The provisions of the Regulation enter into force a pack of mandatory rules for the providers of intermediation online services, which include: requirements towards the general terms and conditions of the providers of intermediation online services; rules and terms in case of restriction, pausing and termination of services towards a certain business user; requirements, related to the specific contractual conditions, etc. In respect to the need for creating conditions for easier out-of-court dispute resolution, the providers of online intermediation services are obliged to form and maintain an internal system for reviewing complaints and are included requirements and rules in respect to mediation.

The Regulation is directly applicable, but the member-states have to guarantee its adequate and effective implementation, while setting up at national level the rules and measures, applicable in respect to violation of the Regulation’s provisions.

In respect to this, in the Electronic Marketing Act a new chapter is created, which refers to civil-law protection against violations of Regulation (EU) 2019 / 1150 and alternative (out-of-court) dispute resolution, with which the consequences of non-compliance with the obligations stemming from the Regulation are defined.

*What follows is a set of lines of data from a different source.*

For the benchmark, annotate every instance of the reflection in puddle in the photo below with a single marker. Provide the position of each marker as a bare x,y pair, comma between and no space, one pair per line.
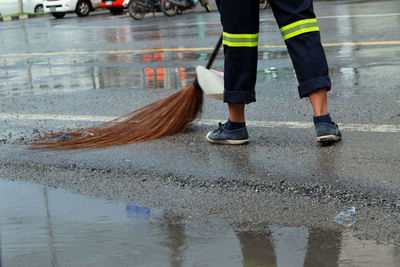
49,227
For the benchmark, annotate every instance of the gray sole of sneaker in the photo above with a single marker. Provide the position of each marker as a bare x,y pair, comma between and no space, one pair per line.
227,142
328,138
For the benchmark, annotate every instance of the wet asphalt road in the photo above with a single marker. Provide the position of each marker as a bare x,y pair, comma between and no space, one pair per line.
99,66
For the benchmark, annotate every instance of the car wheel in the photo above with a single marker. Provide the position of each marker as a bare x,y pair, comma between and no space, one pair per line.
82,8
39,9
116,10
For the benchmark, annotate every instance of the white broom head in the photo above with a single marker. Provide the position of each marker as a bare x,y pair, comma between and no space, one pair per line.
211,82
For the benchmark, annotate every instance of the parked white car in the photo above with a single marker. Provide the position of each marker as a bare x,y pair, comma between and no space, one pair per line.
58,8
8,7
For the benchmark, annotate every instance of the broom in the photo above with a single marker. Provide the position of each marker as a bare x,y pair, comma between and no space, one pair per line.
166,117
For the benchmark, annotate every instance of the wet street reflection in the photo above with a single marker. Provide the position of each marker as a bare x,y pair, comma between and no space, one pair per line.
49,227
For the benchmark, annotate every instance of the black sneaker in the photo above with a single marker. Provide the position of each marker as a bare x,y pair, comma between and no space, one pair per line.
228,137
327,132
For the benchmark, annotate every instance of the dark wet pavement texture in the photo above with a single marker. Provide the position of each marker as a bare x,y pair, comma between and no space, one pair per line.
44,226
102,66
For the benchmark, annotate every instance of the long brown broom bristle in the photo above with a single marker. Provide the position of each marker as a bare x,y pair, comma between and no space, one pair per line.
166,117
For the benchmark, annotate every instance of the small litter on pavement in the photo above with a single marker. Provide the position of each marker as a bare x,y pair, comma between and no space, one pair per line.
345,217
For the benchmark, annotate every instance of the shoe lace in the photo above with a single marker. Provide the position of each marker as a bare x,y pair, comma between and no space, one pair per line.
221,126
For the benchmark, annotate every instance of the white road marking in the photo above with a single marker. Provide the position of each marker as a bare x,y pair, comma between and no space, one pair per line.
377,128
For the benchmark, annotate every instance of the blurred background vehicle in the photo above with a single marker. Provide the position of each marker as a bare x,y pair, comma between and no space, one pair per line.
137,9
116,7
264,4
58,8
8,7
184,4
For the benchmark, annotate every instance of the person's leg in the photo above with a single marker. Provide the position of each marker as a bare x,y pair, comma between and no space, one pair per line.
319,102
299,28
240,22
236,112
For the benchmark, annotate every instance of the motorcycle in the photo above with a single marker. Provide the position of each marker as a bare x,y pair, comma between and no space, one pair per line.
182,5
137,9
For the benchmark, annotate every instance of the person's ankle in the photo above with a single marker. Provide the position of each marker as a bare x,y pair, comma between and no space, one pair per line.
326,118
231,125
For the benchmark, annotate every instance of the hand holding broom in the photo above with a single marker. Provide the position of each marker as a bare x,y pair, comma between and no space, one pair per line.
166,117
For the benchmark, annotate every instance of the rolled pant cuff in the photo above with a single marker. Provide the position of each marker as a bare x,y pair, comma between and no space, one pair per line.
313,85
239,97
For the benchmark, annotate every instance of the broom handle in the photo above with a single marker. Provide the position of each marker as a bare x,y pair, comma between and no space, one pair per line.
214,54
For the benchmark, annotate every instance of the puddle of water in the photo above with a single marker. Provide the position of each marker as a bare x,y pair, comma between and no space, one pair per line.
42,226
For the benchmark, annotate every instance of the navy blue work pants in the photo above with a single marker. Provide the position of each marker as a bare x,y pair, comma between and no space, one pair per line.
300,31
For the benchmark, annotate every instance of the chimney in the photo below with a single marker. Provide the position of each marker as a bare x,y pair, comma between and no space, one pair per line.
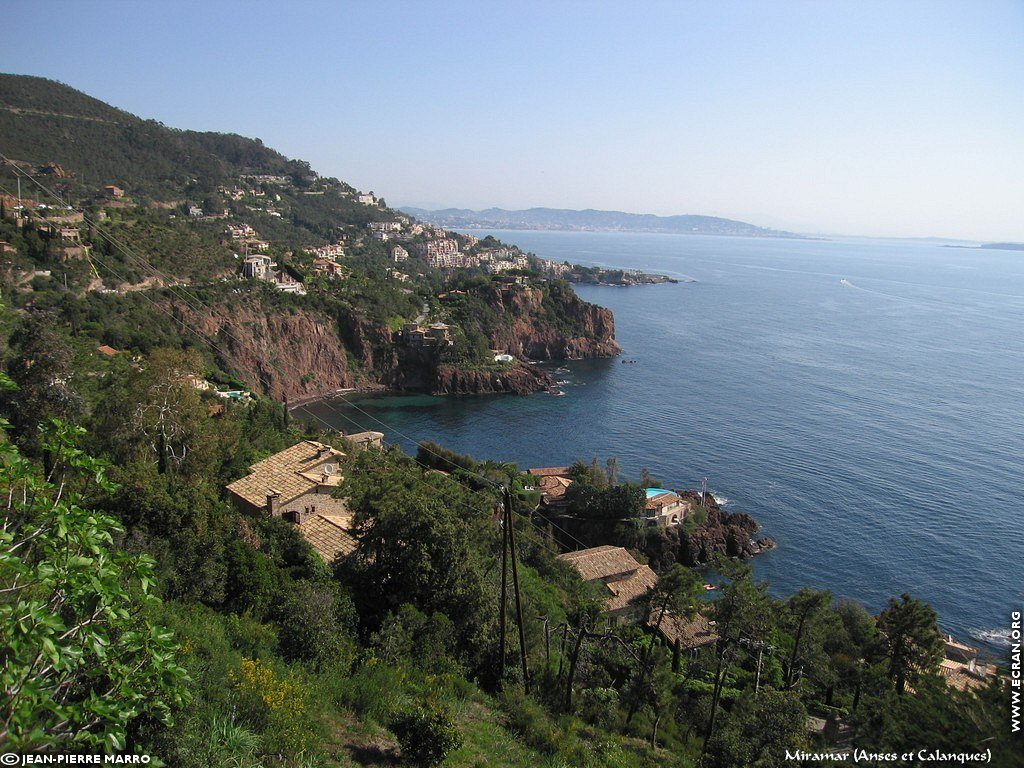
271,502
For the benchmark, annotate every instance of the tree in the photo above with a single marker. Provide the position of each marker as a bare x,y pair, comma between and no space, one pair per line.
79,659
759,731
675,594
910,629
804,608
42,367
423,541
159,416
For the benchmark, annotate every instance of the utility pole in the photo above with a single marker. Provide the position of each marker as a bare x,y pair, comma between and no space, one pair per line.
504,598
515,589
572,664
547,644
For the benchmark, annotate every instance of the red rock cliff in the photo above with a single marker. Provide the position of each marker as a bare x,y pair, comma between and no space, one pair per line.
546,324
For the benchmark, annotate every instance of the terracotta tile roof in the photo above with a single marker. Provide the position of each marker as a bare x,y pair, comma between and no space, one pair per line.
663,500
291,473
329,535
624,579
554,486
367,439
960,676
624,592
691,633
546,471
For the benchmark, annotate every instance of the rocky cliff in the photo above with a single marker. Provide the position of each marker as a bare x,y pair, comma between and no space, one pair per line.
729,534
283,354
549,324
298,354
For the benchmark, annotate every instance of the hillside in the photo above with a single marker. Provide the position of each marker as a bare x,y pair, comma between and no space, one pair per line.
291,284
591,220
46,122
190,578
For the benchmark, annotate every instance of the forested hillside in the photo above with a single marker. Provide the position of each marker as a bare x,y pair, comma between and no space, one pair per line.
154,322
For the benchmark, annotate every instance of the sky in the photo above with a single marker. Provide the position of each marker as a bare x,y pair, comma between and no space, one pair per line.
900,118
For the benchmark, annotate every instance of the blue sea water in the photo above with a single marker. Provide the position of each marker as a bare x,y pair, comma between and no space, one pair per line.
860,398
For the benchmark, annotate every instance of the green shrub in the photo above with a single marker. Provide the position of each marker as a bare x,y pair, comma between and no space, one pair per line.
427,734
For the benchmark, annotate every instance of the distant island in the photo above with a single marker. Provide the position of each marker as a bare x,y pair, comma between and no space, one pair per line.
591,220
994,247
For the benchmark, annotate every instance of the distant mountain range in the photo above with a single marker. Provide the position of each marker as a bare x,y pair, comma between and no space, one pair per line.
591,220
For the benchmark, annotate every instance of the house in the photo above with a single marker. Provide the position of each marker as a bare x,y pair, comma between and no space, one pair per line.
364,440
665,508
287,284
436,334
328,267
258,266
553,482
622,579
52,169
961,667
689,633
297,485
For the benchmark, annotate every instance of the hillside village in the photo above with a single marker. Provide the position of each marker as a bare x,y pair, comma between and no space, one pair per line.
190,572
245,233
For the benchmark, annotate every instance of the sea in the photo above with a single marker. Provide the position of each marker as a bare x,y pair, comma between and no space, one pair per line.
860,398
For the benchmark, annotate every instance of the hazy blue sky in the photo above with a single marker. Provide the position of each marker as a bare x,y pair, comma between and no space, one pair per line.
895,118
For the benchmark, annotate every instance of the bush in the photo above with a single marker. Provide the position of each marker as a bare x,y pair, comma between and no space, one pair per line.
427,734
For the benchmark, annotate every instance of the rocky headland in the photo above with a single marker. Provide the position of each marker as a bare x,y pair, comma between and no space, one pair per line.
728,534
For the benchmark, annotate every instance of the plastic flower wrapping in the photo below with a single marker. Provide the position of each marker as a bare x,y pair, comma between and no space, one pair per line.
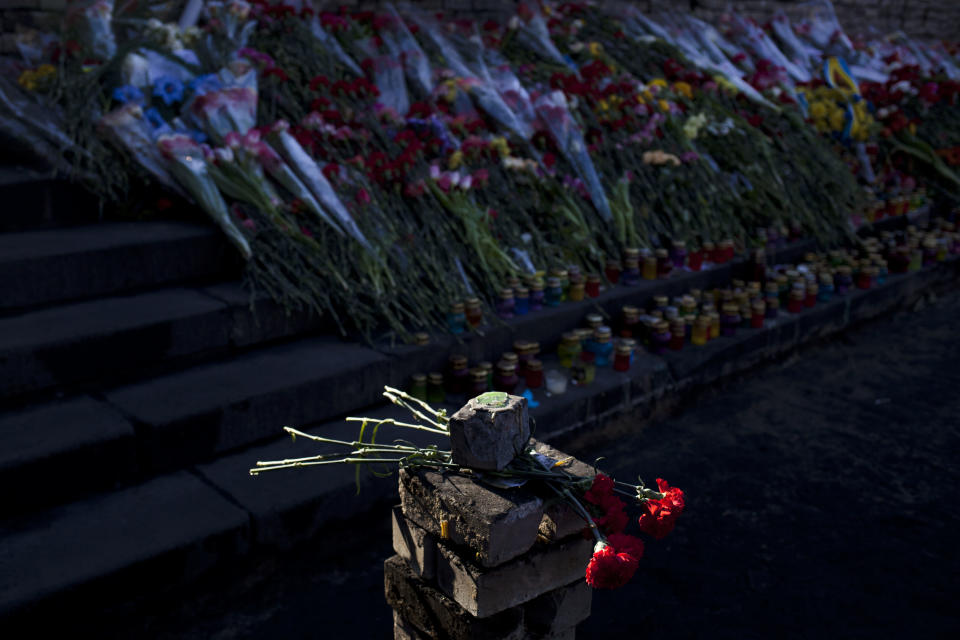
382,150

Providers of online intermediation services and providers of online search engines take responsibility for violating the requirements set out by Regulation (EU) 2019 / 1150 by virtue of the Civil Procedural Code (CPC). Applications that can be filed by business users and the users of corporate websites, are carried within the main procedure of CPC and are for the purpose of establishing the factual violation, termination of the violation, and/or prohibition of carrying out actions and commercial practices, which are in violation of Regulation (EU) 2019 / 1150.

Group applications for termination of the violation and/or prohibition for carrying out actions and other commercial practices, which are in violation of Regulation (EU) 2019 / 1150, may also be filed by initiative of public authorities, organisations and partnerships, which have legal interest to represent business users and users of corporate websites.

Also, the powers of the court are specified in relation to determining a compensation for damages (both pecuniary and non-pecuniary), as well as for lost profits. An opportunity for alternative dispute resolution is also created.

Included are fines in respect to the obligations of the providers of information society services to store data or to receive access to data, stored in the end-user device of the service recipient. These steps are aimed at fulfilling the General Data Protection Regulation (GDPR), as well as meeting the requirements of Regulation (EU) 2019/1150 in respect to data treatment.